Fracking, he said, has been done for decades. Kansas is where the technique was developed, and saltwater disposal was done safely without causing earthquakes until recently.
One thing changed: For years there was only vertical drilling. Now there has been an increase in horizontal drilling, a process that requires much more water, which eventually must be disposed of.
“The basic process of storing those liquids has been done safely for decades,” Sloan said. “I think it is a pressure or volume factor. The question is are we pumping it down too fast? Are we putting it in the wrong strata?”
Sloan said the Kansas Geological Survey and scientists around the country along with the industry are working to answer those questions.
Government scientists also are working to find alternative ways to dispose of the water. So far those alternatives, such as transporting the water to another site or stripping the salt and other chemicals from the water, are too expensive, industry experts have said.
In Kansas, the geological survey scientists have installed additional seismographs in Harper, Sumner, Sedgwick and Kingman counties to measure the unusual seismic activity, said Miller with the survey.

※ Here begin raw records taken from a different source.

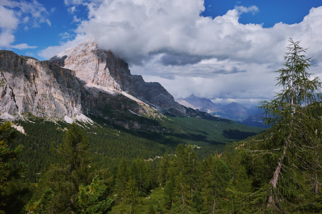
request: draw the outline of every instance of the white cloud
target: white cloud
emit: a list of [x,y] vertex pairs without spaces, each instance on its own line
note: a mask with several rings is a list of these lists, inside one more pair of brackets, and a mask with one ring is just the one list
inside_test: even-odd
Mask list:
[[73,22],[80,22],[81,21],[81,19],[80,18],[79,19],[78,19],[76,15],[75,15],[73,17]]
[[88,39],[88,36],[79,34],[73,40],[68,40],[66,42],[62,43],[61,45],[48,47],[39,51],[38,55],[45,59],[48,59],[68,48],[77,45],[87,39]]
[[259,12],[260,10],[257,6],[253,5],[248,7],[244,6],[235,6],[235,9],[239,14],[243,13],[251,13],[254,15],[255,13]]
[[70,7],[68,9],[68,12],[71,13],[73,13],[75,11],[75,10],[76,9],[76,7],[75,6],[73,6],[71,7]]
[[[258,12],[256,6],[236,6],[213,19],[200,15],[205,10],[202,0],[65,2],[88,7],[88,20],[76,31],[80,35],[93,37],[100,47],[129,63],[132,73],[160,82],[175,97],[194,95],[250,102],[271,98],[278,90],[273,72],[282,66],[287,38],[292,35],[310,48],[308,56],[314,56],[316,65],[311,71],[322,74],[318,65],[322,58],[322,6],[312,9],[298,23],[265,28],[238,21],[243,13]],[[80,38],[40,54],[49,58]]]
[[36,0],[31,2],[25,1],[0,1],[0,47],[24,49],[35,48],[23,43],[12,45],[14,41],[15,31],[18,27],[25,30],[38,28],[46,23],[51,26],[47,18],[49,13],[42,4]]

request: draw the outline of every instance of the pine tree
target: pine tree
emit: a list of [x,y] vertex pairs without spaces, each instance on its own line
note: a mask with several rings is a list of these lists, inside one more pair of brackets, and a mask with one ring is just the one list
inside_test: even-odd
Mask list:
[[159,168],[159,182],[162,184],[164,184],[168,179],[168,169],[170,166],[169,155],[166,153],[161,159],[161,163]]
[[176,213],[188,213],[193,211],[192,194],[182,172],[177,176],[174,192],[173,204],[171,210]]
[[[237,147],[270,167],[265,170],[271,178],[255,197],[260,204],[266,204],[262,208],[272,211],[287,211],[290,202],[299,205],[298,202],[306,195],[304,177],[318,183],[322,166],[317,152],[321,147],[321,122],[311,114],[319,107],[317,101],[322,98],[321,83],[317,77],[311,79],[312,74],[307,71],[311,66],[310,59],[305,56],[307,49],[300,47],[299,41],[290,38],[289,42],[285,67],[275,72],[279,74],[277,84],[281,91],[270,101],[261,102],[260,107],[270,116],[265,123],[272,126],[270,133],[262,140],[242,142]],[[299,171],[301,176],[295,172]]]
[[128,208],[128,213],[131,214],[135,212],[137,206],[138,202],[137,196],[138,192],[136,187],[135,181],[130,176],[127,185],[125,194],[125,202]]
[[74,123],[69,126],[56,151],[59,162],[49,167],[39,184],[41,191],[50,188],[54,193],[49,213],[77,210],[79,186],[90,183],[93,174],[88,146],[83,130]]
[[40,198],[34,202],[29,201],[26,207],[27,214],[40,214],[45,213],[48,205],[51,201],[54,194],[50,189],[46,189]]
[[222,208],[223,199],[226,197],[227,188],[230,180],[230,173],[227,165],[218,157],[211,156],[204,163],[203,194],[204,195],[204,210],[214,213]]
[[90,185],[79,186],[78,212],[80,213],[108,213],[112,207],[112,200],[107,197],[107,187],[97,175]]
[[145,197],[147,193],[149,184],[146,162],[143,158],[134,160],[131,165],[130,171],[132,177],[137,183],[138,197]]
[[124,157],[123,157],[118,167],[116,184],[116,190],[118,195],[118,198],[119,199],[121,203],[123,203],[125,200],[126,191],[129,177],[128,163]]
[[[14,150],[8,148],[8,145],[13,142],[16,136],[15,132],[10,130],[12,125],[12,123],[8,121],[0,125],[0,213],[5,213],[6,210],[10,209],[11,200],[15,200],[8,197],[6,184],[12,179],[24,176],[28,168],[23,162],[19,163],[14,169],[12,168],[10,165],[10,162],[21,155],[23,148],[21,145],[18,146]],[[18,190],[16,192],[19,191]],[[16,197],[21,196],[20,194],[11,195],[16,195]]]
[[158,202],[157,207],[156,208],[156,212],[158,214],[163,214],[163,209],[160,205],[159,202]]

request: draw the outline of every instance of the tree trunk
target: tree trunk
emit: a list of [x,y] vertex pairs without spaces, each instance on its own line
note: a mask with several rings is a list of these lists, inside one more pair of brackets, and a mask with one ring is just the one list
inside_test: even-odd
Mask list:
[[216,205],[216,193],[215,193],[215,197],[213,199],[213,214],[215,213],[215,206]]
[[[277,182],[279,180],[279,173],[280,172],[281,169],[282,168],[282,162],[283,160],[284,159],[285,154],[286,154],[286,150],[287,149],[288,141],[289,140],[290,137],[290,135],[289,135],[287,139],[285,139],[285,145],[283,147],[283,154],[282,156],[279,158],[278,162],[277,163],[277,167],[276,167],[275,172],[274,172],[274,174],[273,176],[273,179],[270,181],[270,183],[272,184],[273,188],[275,189],[276,188],[276,185],[277,184]],[[274,201],[274,199],[273,197],[273,189],[271,190],[270,195],[268,198],[268,203],[267,203],[267,207],[270,207],[274,205],[275,202]]]
[[317,197],[317,195],[319,194],[318,187],[317,186],[317,174],[315,173],[315,180],[314,181],[314,192],[317,195],[315,196],[316,198]]

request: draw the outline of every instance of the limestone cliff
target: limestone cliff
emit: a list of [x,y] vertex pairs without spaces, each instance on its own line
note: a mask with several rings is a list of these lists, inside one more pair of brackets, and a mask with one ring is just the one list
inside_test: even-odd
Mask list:
[[132,75],[128,64],[109,51],[99,48],[91,39],[49,60],[57,65],[74,71],[86,85],[93,84],[125,91],[157,109],[180,116],[189,116],[187,108],[175,101],[157,82],[146,82],[142,76]]
[[81,85],[72,71],[0,50],[0,111],[40,117],[80,115]]

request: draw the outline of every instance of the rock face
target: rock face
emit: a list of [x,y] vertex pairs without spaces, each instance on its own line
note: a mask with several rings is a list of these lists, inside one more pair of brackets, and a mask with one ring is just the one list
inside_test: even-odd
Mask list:
[[191,97],[185,99],[178,99],[176,101],[185,106],[194,109],[198,109],[202,111],[208,113],[223,112],[220,108],[221,105],[215,104],[210,100],[205,98]]
[[126,63],[90,39],[48,61],[0,51],[0,118],[30,113],[71,122],[90,114],[127,128],[147,130],[144,123],[126,118],[162,116],[156,110],[217,119],[179,104],[159,83],[131,75]]
[[74,71],[76,76],[84,84],[94,84],[125,91],[163,113],[169,111],[175,115],[188,116],[187,108],[175,101],[159,83],[146,82],[142,76],[131,75],[127,63],[111,51],[99,49],[90,39],[49,61]]
[[0,111],[39,117],[80,115],[81,85],[72,71],[0,50]]
[[48,61],[75,71],[76,76],[86,84],[111,87],[132,94],[135,90],[128,64],[111,52],[99,49],[87,39],[52,57]]

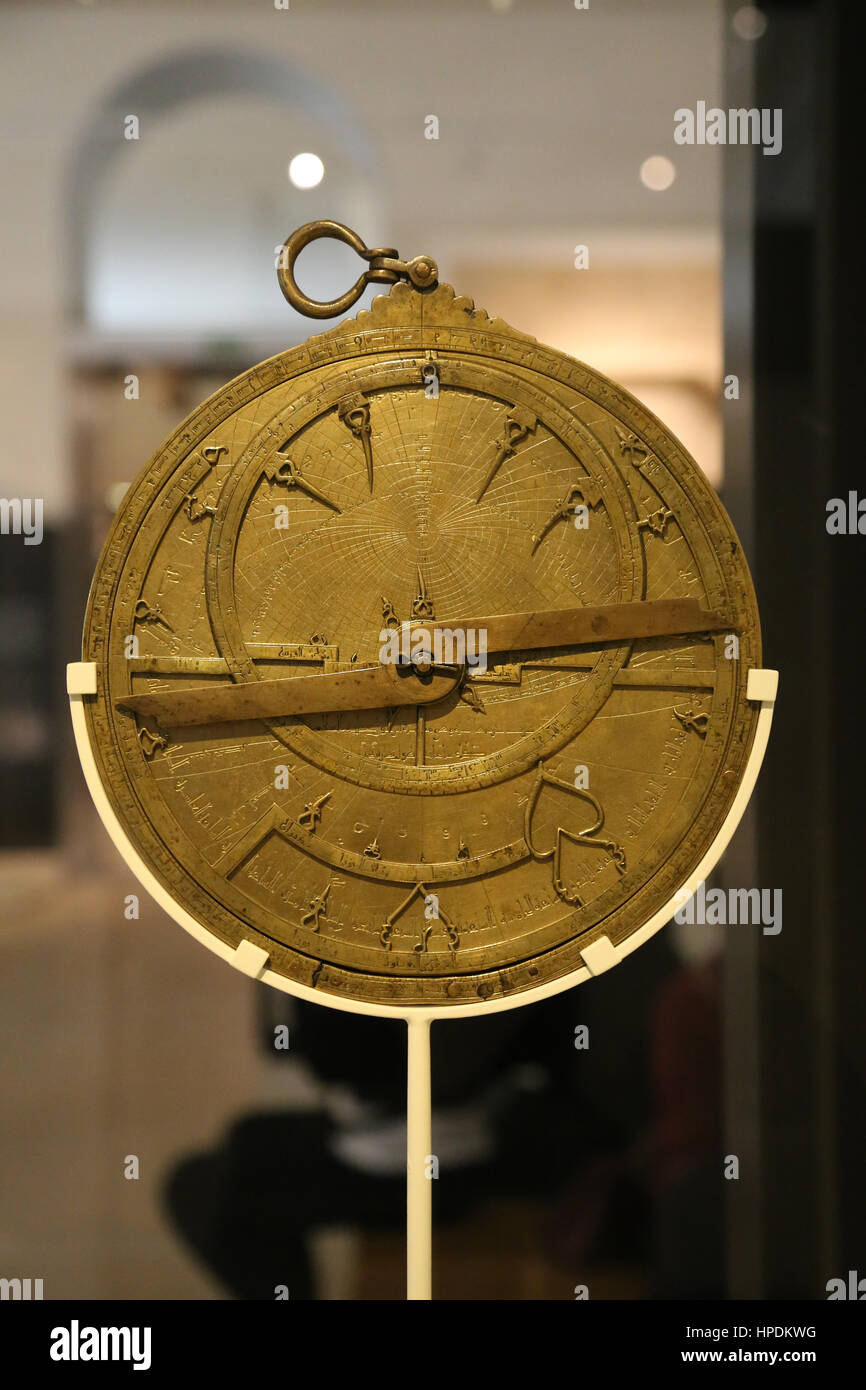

Miller said scientists have seen seismic activity moving northward through Oklahoma into southern Kansas and are trying to get a better understanding of why.
“If the gradual northward movement continues, we can watch it,” Miller said. “There is some thought it will move eastward.”
Something that may help Kansas is that most of the major drillers such as ExxonMobil have left the state for Oklahoma and Texas, which could reduce the number of new injection wells, Sloan said.